Frequently asked questions
How do I validate a PDF signature online? +
Upload your signed PDF using the box above. PDFSignatureValidator reads the file directly in your browser, extracts every digital signature, recomputes the document hash, verifies each signature against its certificate, and shows a detailed report, without ever sending the file to a server.
Is it safe to upload sensitive documents like Aadhaar? +
Yes. Validation happens entirely inside your browser using WebCrypto. Your PDF is never uploaded, stored, or logged anywhere. Because the file never leaves your device, even confidential documents such as Aadhaar, PAN, GST certificates or contracts stay completely private.
Why does my Aadhaar PDF show a question mark or 'validity unknown'? +
A reader shows a question mark or 'validity unknown' when it cannot match the signer's certificate to its own trust list. This usually does not mean the signature is fake. Aadhaar e-PDFs are signed through licensed Indian certifying authorities whose root certificate may not be pre-installed in your reader. This tool detects such signatures and explains the trust status as a technical finding.
What is the password for an Aadhaar PDF? +
An e-Aadhaar downloaded from the official source is typically password-protected, with the password being the first four letters of the holder's name in capitals followed by the year of birth (for example, RAVI1990). If your file is still encrypted, open it in a PDF reader and save an unlocked copy before validating, because signature verification needs to read the underlying document bytes.
Who signs Aadhaar e-PDFs? +
Aadhaar e-PDFs are digitally signed using a Digital Signature Certificate issued by an Indian certifying authority operating under the Controller of Certifying Authorities (CCA), India. This tool is an independent technical utility and is not affiliated with, endorsed by, or connected to UIDAI, any government agency, or any certifying authority.

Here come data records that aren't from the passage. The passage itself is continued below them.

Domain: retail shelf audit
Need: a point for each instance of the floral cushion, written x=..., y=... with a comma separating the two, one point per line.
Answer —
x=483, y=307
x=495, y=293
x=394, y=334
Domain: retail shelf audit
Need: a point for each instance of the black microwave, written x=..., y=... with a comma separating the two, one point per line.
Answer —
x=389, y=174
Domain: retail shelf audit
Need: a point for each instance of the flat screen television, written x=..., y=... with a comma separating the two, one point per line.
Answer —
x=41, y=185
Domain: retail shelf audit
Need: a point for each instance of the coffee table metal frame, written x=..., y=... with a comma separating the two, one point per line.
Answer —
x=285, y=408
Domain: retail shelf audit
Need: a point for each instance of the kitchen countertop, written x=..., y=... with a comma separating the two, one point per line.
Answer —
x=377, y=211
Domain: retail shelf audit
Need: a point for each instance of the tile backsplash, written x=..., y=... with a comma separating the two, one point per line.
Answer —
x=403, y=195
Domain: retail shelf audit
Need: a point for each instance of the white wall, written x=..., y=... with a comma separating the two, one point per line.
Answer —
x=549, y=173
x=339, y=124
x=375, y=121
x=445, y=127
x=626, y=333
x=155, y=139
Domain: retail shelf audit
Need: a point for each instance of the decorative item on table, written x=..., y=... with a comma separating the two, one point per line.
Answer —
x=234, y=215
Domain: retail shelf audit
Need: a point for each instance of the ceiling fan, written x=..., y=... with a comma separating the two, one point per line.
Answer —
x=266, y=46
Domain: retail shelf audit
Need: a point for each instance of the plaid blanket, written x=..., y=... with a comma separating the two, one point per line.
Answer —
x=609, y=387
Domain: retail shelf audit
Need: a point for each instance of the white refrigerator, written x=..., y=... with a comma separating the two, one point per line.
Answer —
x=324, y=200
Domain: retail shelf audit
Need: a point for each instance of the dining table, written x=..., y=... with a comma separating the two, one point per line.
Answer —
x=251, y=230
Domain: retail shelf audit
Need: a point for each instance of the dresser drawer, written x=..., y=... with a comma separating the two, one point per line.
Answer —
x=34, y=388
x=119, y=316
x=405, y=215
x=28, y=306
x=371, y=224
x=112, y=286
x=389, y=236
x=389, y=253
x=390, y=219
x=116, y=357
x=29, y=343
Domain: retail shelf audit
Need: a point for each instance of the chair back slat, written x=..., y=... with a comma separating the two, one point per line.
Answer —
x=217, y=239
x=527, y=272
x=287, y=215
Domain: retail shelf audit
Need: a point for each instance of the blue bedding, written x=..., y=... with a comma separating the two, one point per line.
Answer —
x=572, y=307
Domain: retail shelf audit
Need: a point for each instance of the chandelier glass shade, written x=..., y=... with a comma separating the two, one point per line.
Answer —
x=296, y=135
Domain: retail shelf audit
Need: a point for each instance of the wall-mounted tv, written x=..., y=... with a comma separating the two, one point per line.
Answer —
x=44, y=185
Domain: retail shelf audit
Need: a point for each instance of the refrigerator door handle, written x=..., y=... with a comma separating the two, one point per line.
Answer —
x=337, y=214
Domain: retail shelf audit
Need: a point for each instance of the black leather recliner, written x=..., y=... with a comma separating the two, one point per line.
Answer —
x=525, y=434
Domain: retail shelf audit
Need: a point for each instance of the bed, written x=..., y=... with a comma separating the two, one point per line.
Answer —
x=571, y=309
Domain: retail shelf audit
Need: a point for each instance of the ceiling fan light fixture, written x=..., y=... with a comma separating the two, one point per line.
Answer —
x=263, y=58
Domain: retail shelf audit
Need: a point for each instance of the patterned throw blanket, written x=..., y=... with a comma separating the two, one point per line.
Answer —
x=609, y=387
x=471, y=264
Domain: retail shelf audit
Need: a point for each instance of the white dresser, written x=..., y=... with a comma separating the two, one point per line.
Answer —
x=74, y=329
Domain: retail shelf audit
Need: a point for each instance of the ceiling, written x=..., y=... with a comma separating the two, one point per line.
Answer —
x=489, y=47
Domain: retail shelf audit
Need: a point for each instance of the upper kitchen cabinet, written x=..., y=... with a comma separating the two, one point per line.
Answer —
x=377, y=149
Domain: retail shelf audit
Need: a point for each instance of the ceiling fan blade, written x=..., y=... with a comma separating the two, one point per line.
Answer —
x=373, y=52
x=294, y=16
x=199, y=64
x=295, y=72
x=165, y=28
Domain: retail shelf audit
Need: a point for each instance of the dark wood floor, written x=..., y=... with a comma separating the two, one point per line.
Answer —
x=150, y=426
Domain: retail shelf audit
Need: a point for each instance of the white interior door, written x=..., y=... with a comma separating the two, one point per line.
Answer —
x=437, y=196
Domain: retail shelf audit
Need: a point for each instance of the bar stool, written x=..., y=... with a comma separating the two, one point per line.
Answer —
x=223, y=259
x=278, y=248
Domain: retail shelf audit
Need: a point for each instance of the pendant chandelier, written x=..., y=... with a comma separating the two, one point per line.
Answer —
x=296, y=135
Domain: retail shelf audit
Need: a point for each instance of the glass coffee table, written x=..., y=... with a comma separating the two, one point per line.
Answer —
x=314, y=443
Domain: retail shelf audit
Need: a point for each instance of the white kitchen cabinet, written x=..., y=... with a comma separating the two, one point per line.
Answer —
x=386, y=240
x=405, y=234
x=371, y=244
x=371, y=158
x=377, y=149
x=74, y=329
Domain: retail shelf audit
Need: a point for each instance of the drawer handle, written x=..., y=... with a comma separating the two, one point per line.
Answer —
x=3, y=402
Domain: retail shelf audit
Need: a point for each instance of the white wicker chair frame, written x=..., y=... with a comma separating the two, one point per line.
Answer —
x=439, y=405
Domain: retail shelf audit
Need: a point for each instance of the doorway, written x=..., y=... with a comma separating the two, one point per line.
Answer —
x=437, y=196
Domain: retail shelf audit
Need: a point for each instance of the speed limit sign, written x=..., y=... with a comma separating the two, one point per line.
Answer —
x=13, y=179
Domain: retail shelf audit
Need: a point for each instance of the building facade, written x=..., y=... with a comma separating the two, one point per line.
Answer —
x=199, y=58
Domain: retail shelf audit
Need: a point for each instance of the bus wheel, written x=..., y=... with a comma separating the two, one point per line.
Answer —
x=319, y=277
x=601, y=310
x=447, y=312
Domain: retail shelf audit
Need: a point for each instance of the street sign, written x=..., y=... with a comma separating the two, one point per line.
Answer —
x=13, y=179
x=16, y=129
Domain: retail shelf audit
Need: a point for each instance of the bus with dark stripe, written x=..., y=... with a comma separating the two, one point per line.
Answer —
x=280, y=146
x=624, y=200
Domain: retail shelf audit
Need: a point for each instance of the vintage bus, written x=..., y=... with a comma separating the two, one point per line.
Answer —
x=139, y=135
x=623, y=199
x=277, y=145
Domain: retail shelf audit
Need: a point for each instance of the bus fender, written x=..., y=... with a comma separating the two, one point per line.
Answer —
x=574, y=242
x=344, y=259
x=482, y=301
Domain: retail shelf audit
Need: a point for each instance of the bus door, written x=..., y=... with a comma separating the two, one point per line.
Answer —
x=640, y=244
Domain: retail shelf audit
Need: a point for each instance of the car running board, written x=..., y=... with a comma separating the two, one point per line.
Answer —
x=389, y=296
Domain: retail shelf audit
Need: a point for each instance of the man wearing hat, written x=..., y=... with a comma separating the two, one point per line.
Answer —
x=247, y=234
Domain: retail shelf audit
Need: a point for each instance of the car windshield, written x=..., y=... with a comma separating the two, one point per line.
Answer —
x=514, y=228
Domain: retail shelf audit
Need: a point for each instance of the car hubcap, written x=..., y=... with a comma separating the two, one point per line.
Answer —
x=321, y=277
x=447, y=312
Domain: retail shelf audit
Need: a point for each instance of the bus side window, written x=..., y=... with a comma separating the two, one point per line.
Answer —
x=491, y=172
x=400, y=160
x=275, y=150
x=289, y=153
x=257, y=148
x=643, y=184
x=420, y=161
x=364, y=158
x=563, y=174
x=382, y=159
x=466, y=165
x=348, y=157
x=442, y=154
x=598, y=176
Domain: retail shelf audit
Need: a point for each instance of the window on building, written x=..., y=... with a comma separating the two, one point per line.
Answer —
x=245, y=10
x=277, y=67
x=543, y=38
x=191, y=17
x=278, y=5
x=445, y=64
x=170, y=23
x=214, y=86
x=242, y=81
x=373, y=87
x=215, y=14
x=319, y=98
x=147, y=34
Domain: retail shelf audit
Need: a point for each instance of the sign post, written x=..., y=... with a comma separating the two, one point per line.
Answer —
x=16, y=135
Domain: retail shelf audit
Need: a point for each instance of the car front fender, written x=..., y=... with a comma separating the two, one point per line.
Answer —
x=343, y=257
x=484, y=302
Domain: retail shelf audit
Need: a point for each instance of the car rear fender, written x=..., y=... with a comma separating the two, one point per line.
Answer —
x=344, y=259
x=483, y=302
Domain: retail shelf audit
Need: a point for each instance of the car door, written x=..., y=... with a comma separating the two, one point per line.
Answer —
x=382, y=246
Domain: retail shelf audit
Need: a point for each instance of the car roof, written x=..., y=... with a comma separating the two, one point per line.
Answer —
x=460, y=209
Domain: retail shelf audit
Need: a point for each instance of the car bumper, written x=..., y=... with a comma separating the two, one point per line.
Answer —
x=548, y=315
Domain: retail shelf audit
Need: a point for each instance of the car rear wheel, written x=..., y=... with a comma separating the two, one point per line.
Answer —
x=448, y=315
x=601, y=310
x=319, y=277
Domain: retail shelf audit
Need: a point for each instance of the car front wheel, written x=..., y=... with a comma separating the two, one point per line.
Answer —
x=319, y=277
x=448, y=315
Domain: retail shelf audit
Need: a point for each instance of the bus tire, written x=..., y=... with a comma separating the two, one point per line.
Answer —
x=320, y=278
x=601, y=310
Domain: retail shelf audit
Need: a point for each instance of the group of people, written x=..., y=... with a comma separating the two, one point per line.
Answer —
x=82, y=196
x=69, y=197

What does 'document modified after signing' mean? +
A digital signature covers a specific snapshot of the document. If bytes were added or changed after the signature was applied and they are not part of a later legitimate signature, the document no longer matches what was signed, so it is reported as modified.
Which types of signed PDFs are supported? +
Any PDF that uses standard PKCS#7 / CMS digital signatures: Aadhaar e-PDFs, GST registration certificates, government-issued documents, eSign / Aadhaar eSign documents, and corporate or contract PDFs signed with a Digital Signature Certificate (DSC).
Are these results a legal or official verification? +
No. This tool performs a technical, cryptographic check of the digital signatures inside a PDF based on open standards (PDF, X.509, PKCS#7 / CMS, OCSP, CRL). The results are technical findings, not legal advice or an official certification of a document's authenticity. For legally significant decisions, verify with the issuing authority and consult a qualified professional.
Is PDFSignatureValidator free? +
Yes, it is completely free to validate as many PDF signatures as you like. There is no sign-up and no file-size paywall (the only limit is 20 MB per file for in-browser performance).